In S46, data relating to a are again used detected program signal, such as program identifier, Content identifier, etc. as described above, saved as well the switch-on time. In S47, a Program change in addition to the data as stored in S46 also the switch-off time of the abandoned program saved.

Only the case was described above that only free program signals are included in the detection via the antenna 5 of the detection device 1 . Alternatively, if a stationary converter device is provided, the program signals involved in the detection can be a local program signal from the stationary converter device corresponding to a bound program signal.

If, as a further alternative, both bound and free program signals are to be included in the detection, the detection device 1 reads in this case for every n from a table stored in it whether n denotes a local or a free program signal and accordingly guides the signal processing devices 16 a the corresponding useful signal received by the demodulator 11 for the free program signal or the useful signal received by the demodulator 43 for the local program signal.

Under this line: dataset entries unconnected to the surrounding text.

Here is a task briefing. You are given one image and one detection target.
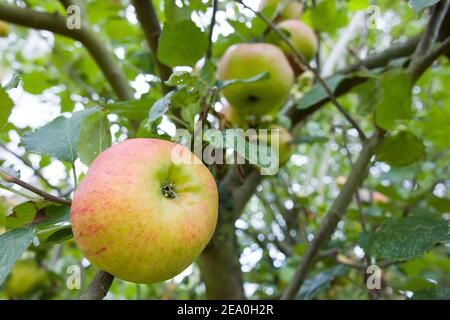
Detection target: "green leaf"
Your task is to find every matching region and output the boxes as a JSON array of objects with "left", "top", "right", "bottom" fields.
[
  {"left": 297, "top": 74, "right": 347, "bottom": 109},
  {"left": 412, "top": 288, "right": 450, "bottom": 300},
  {"left": 375, "top": 70, "right": 413, "bottom": 131},
  {"left": 376, "top": 131, "right": 425, "bottom": 167},
  {"left": 0, "top": 228, "right": 34, "bottom": 286},
  {"left": 3, "top": 72, "right": 22, "bottom": 91},
  {"left": 298, "top": 265, "right": 349, "bottom": 300},
  {"left": 360, "top": 214, "right": 449, "bottom": 260},
  {"left": 216, "top": 72, "right": 270, "bottom": 90},
  {"left": 77, "top": 110, "right": 112, "bottom": 166},
  {"left": 409, "top": 0, "right": 440, "bottom": 16},
  {"left": 158, "top": 20, "right": 208, "bottom": 67},
  {"left": 22, "top": 108, "right": 99, "bottom": 163},
  {"left": 0, "top": 86, "right": 14, "bottom": 129}
]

If the local program signal transmits useful signals in accordance with the respective bound program signals in time slots as described above, the local detection device can calculate in advance from the predetermined temporal relationship between the transmissions of the individual useful signals when the useful signal is transmitted in accordance with the bound program signal indicated by n. Accordingly, it is sufficient for the mobile detection device to receive the local program signal until an identification data block of the useful signal has informed the control device 16 d which useful signal is to be transmitted next. On the basis of this information, the control device can then calculate the time at which the useful signal indicated by n occurs and switch to an energy-saving mode until it occurs.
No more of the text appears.